Giving batteries a second life
The components of a battery cell are to be dismantled according to type and then checked to see whether they are still good enough for direct reuse. In this way, second-life batteries will one day be created from used components. If the used components are no longer suitable for this purpose, at least their chemical components should be reprocessed. This is because spent batteries contain many raw materials that can still be used, such as nickel, cobalt, manganese or lithium. To get to them, you first have to take the component apart: Wires, cables, plugs, seals, screws, battery cells, electronic components, brackets – it all has to be disassembled.

Lorenz Halt from the Robotics and Assistance Systems department at Fraunhofer IPA is responsible for this part of the research project. The challenge here: not a worker, but an industrial robot is to take over the work. This is all the more difficult because car batteries are not standardized. Different makes of cars, even different models, each have different power storage units. Therefore, the disassembly system must be very flexible. Halt therefore compares it to a Swiss Army knife.

Robot screws or mills the housing on
A two-by-three-meter table serves as the work surface, with a flexible clamping system that can firmly grip any battery. There, the robot first opens the lid by unscrewing the screws. Intelligent image processing shows him the way. But that doesn’t always work, because after ten years in the wind and weather, some screws are corroded and can only be loosened with more. Thanks to machine learning, the robot recognizes at an early stage whether it can reach its goal with a screwdriver or whether it needs to reach for a milling cutter.

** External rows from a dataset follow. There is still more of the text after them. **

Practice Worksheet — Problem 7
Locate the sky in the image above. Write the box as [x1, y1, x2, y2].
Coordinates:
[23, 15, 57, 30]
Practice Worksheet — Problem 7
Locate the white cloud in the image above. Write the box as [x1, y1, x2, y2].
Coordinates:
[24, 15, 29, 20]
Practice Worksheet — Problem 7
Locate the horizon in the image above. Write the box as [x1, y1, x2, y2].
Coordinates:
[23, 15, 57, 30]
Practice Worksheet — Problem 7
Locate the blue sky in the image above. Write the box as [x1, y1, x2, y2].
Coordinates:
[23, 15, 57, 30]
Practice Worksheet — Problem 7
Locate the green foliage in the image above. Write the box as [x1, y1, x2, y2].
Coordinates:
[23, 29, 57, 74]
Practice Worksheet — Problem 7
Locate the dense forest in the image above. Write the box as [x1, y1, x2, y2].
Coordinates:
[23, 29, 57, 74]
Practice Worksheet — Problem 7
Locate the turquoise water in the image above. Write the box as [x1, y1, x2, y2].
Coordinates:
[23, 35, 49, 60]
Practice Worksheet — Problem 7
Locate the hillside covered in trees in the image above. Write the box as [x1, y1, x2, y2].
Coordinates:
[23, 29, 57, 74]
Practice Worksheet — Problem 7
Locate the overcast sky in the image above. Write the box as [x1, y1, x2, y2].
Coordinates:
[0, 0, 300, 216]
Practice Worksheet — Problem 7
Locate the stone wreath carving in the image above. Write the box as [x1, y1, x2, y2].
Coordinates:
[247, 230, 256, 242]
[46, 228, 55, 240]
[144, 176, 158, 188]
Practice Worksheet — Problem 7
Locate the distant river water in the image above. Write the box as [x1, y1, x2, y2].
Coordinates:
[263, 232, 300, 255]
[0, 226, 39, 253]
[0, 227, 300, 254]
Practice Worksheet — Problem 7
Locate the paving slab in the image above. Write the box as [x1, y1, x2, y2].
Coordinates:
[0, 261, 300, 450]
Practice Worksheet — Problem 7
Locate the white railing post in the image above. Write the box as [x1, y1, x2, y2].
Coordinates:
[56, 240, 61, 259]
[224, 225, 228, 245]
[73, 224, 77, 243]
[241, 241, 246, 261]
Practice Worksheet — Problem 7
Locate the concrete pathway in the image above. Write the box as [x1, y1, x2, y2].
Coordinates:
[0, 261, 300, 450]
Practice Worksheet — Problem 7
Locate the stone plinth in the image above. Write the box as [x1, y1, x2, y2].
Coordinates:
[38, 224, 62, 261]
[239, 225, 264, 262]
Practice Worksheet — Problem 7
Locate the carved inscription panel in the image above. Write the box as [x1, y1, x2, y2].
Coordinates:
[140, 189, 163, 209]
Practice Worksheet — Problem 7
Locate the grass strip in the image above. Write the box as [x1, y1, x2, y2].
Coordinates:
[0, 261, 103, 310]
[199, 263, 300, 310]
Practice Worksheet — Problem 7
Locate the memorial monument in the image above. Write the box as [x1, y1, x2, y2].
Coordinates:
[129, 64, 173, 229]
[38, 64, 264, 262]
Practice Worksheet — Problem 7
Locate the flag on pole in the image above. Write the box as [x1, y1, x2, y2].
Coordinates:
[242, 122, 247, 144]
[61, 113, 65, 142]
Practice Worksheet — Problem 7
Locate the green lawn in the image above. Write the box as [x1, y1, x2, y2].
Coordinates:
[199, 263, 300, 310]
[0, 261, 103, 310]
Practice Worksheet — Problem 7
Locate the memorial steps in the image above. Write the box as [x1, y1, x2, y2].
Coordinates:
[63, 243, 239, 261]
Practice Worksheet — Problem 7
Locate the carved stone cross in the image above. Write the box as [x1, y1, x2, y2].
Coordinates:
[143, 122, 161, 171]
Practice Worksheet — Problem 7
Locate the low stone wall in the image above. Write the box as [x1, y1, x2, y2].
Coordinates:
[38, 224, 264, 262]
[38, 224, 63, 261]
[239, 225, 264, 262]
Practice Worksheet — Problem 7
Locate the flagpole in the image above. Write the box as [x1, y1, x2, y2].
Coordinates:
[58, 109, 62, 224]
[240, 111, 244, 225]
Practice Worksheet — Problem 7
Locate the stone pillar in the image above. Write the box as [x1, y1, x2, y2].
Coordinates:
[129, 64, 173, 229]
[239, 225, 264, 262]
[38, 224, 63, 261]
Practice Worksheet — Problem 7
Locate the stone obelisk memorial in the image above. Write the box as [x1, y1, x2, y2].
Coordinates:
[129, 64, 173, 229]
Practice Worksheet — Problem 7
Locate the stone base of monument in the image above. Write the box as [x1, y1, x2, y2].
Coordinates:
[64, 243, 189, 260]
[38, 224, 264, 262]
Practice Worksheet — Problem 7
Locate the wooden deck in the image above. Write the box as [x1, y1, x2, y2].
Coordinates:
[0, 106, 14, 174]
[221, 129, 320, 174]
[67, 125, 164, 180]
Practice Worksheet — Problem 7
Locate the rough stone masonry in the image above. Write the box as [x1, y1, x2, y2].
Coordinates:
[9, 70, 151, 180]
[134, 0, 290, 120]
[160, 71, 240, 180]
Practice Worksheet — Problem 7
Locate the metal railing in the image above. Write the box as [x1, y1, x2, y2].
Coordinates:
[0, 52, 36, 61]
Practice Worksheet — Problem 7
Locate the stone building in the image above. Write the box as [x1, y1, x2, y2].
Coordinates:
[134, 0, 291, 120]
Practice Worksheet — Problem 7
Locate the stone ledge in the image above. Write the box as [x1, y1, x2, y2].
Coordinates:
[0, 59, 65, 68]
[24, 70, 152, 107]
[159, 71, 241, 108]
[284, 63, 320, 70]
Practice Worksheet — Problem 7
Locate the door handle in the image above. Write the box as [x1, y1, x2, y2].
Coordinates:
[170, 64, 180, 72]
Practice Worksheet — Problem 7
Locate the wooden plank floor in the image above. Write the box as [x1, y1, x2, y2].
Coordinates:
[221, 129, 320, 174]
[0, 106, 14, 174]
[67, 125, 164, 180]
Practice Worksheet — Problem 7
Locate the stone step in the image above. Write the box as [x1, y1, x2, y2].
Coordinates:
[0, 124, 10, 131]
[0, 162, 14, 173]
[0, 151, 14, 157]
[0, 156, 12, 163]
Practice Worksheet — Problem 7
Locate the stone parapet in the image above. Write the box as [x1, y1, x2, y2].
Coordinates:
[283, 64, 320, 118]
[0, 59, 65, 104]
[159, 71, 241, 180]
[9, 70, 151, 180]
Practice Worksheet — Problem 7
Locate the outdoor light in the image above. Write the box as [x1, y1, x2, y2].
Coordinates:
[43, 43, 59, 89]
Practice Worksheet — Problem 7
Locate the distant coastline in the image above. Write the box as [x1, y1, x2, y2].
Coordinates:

“He could, of course, mill right away,” says researcher Halt. “But that’s not the optimal strategy, because it creates metal chips that could lead to a short circuit and ultimately a fire.” But the plant is also equipped for such cases: If a fire breaks out, a slide unceremoniously clears all parts lying on the work table into an extinguishing bath.

First demonstrator already this autumn
As with screws, the devil is in the detail elsewhere. Halt and his team had to solve numerous problems and develop new tools. Thus, a kind of can opener is used to loosen seals. And for lifting out the individual battery cells, which are glued together, the experts involved have developed a kind of mini jack. Resourcefulness is also required when handling cables and plugs that are difficult to grip.

The DeMoBat research project, which will run for a total of three years, has just reached the halfway point. The interim results are promising: the first demonstrator should be on display as early as this autumn. “In the future, we would also like to develop solutions that make it possible to process the recovered and still intact components of a battery for a further life cycle and reassemble them into a new system,” announces project manager Max Weeber.